This is the story of Kek, a refugee from Sudan. Kek's brother and father both perished in Sudan, and his mother is missing, leaving him in America without any of his immediate family. To quote the back cover of the book, "He wonders if the people in this new place will be like the winter - cold and unkind." As he takes each day at a time, he finds friendships: a girl in foster care who lives in his building, an older woman who owns a farm, and a cow. He's funny and grateful and sometimes sad for all that has changed in his life. It's such a touching, fabulous book! Oh, and it's written in verse, so it's a super quick read!
Here are some excerpts I flagged as I was reading. Hope it gives you a little sense of what this book is all about!

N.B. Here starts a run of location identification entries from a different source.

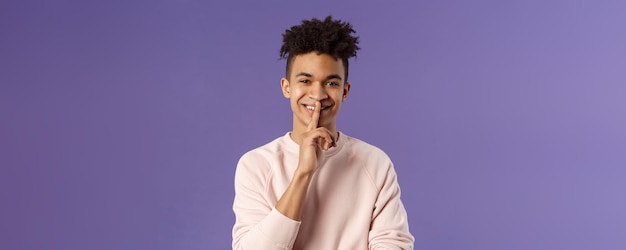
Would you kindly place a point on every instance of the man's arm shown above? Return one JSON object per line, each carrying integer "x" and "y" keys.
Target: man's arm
{"x": 260, "y": 226}
{"x": 390, "y": 226}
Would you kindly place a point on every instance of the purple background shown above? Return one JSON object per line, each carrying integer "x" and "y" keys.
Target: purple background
{"x": 122, "y": 121}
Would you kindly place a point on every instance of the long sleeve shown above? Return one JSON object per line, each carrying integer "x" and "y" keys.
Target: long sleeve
{"x": 258, "y": 225}
{"x": 389, "y": 228}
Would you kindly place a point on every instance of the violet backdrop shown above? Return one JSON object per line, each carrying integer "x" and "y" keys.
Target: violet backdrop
{"x": 122, "y": 121}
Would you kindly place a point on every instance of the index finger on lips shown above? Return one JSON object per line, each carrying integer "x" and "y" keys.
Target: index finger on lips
{"x": 316, "y": 116}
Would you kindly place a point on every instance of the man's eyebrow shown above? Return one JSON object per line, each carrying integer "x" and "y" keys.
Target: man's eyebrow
{"x": 304, "y": 74}
{"x": 333, "y": 76}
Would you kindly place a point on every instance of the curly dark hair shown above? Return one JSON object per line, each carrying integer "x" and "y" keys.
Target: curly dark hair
{"x": 332, "y": 37}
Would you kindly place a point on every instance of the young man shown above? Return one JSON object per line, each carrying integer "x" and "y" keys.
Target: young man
{"x": 315, "y": 187}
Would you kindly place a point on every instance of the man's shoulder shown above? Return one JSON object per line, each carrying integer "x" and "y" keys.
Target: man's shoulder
{"x": 360, "y": 146}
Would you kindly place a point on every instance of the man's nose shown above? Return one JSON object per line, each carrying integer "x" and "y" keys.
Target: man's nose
{"x": 318, "y": 92}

Of all the things I didn't know
this is the most amazing:
I didn't know
there would be so many tribes
from all over the world.
How could I have imagined
the way they walk through the world
side by side
all free to gaze the same sky
with the same hopes?
What would my father have said,
to see such a thing? My brother?
This country we live in really is quite spectacular, isn't it?
I don't know what to do with it all, I say.
I kick at a chair leg.
To have all this food and
all these books
and all this freedom.
I feel sort of...
I don't know the word.
It's so easy to forget all the things we have, all the things we take for granted. The following is another way Kek appreciates all that he can have here in America.
They give me a card with my name on it,
and let me look at book after book.
The library workers don't even know me,
and yet they promise I can take books home.
To be trusted with such precious gifts
is a great honor.
My father would have sung me
a song of pride
to see his son so trusted.
And sometimes when we really miss what we have lost...
I don't want to be here anymore.
I don't want to be in a place where
my words taste wrong in my mouth.
I don't want to live in a place where
candy for a kind girl makes people angry
and every year the trees must die.
I want to be in a place where the things
I love and know
are there within my reach.
But where is that place?
This book is highly recommended, and if you're about to embark on Lucy Calkins' fifth grade Units of Study, you're in for a treat!
Has anyone else out there read this? Thoughts?